I think this is sort of how life is. We have a given question and we want an answer, but instead of getting an answer, we get the realization that we live in a world where we don't get the kind of answer we sought.

I think this is also kind of how prayer is. We pray for things, and whatever those things are, we realize that the point of prayer wasn't the answer to it but the realization that intimacy with God is way better than whatever we prayed for. Sometimes instead of what you hoped for, you get a story and see that you live in the kind of world where you can't know (yet) why things turned out a certain way.

This conclusion that I cannot know is more satisfying than thinking that it's possible to know and I just don't. Still not very satisfying, though. I think if I could love all ambiguity/surprises, I would have figured out the secret of happiness. In the meantime, I enjoy planned (and only planned) ambiguity/surprises. This is why I like moving to a new city where they don't speak English and I don't know anyone, but I can't handle it when someone says we're going to get bubble tea and instead we get ice cream.

Wednesday, May 18, 2011

Not by what he sees with his eyes...

Isaiah 11:3 says, "...and he will delight in the fear of the Lord. He will not judge by what he sees with his eyes, or decide by what he hears with his ears." I think we assume this is referring to Jesus, but even if somehow it were not, we know this is a good guy because he delights in the fear of the Lord. That = the right thing to do.

Hebrews 11:27 is talking about Moses leaving Egypt and it says, "...he persevered, because he saw him who is invisible."

As an ENFP, a big thing about me is my passion for possibilities. I tend to see things as they could be, and get really excited about what is not, but what could be. As I've been visiting many of the rooms of Fischer and some in Mac for my summer job, I really see this. My eyes see that each room is blank, stripped completely bare, but my mind sees adorable room setups and unlimited potential. I wish I had lived in a triple anywhere because they are so cute, but more specifically, I wish I had been a boy so I could have lived in one of the triples on the end of the east wing of Fischer, or on T7, where you can see everything from up high and it's beautiful. I wish I had lived in Mac seven times so I could try out each of the different kinds of rooms and each different possible view from the windows, which are all shapes and sizes and look out over different buildings in different directions. Don't get me started on Williston.

I think a person misses a lot of life, and a lot of what's important, when they don't acknowledge the unseen. I do need to be clear and say that the "unseen but real" is not exactly the same thing as "the possible," but they do overlap.

The Bible teaches us that the wise person is the person who does not make decisions based on present circumstances, which flare away like dry paper in a fire, but instead makes their decisions based on God, who is changeless and everlastingly loving. We're allowed to dream big because of God; he always dreams bigger anyway.
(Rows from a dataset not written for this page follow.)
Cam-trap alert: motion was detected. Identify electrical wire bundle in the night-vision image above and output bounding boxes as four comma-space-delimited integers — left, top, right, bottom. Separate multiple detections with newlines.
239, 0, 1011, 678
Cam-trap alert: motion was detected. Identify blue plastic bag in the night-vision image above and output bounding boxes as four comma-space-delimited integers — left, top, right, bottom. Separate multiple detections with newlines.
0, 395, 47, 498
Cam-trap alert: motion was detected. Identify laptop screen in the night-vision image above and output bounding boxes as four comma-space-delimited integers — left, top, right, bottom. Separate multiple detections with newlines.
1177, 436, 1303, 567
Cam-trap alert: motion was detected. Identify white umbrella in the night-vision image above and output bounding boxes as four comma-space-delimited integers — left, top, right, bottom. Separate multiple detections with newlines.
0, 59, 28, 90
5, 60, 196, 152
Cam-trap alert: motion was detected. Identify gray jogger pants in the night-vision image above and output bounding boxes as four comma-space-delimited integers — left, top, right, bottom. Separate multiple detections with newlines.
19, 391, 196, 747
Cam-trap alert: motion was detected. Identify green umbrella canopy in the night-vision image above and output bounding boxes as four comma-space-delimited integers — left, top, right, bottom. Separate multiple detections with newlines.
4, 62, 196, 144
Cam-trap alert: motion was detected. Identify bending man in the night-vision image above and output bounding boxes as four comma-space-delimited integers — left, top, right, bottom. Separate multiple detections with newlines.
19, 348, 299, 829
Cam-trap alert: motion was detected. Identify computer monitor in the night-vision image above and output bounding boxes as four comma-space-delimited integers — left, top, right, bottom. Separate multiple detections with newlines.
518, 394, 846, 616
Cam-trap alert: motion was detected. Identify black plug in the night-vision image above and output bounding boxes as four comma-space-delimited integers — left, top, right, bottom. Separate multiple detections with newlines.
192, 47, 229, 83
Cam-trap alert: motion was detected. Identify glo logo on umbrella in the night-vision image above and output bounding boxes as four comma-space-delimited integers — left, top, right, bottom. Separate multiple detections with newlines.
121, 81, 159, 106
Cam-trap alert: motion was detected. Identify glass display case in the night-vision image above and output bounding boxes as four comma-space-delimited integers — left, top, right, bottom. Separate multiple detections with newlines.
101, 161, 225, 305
I don't always see my dreams come to fruition, but as cheesy as it sounds, I honestly believe that's because God's dreams are bigger/more awesome than mine, and it's His that I get to live out instead whenever I am willing to let mine go.

I'm pleased that wisdom means seeing beyond what's visible, sometimes even beyond what's really there. I can't help but do that already. Too bad there is more to wisdom than that.

One more thing:

"If you treat an individual how he is, he will remain how he is. But if you treat him as if he were what he ought to be and could be, he will become what he ought to be and could be." -Johann Wolfgang von Goeth

I don't know where this quote is from, but I think Mr. von Goeth is right, and furthermore, I think this can apply to all kinds of things, even whole situations. This is kind of the whole deal with faith, right? Believing for something brings it into being. We've all seen too many examples of this idea seeming to fail to believe the power of believing is limitless. But I think it should be and maybe can be.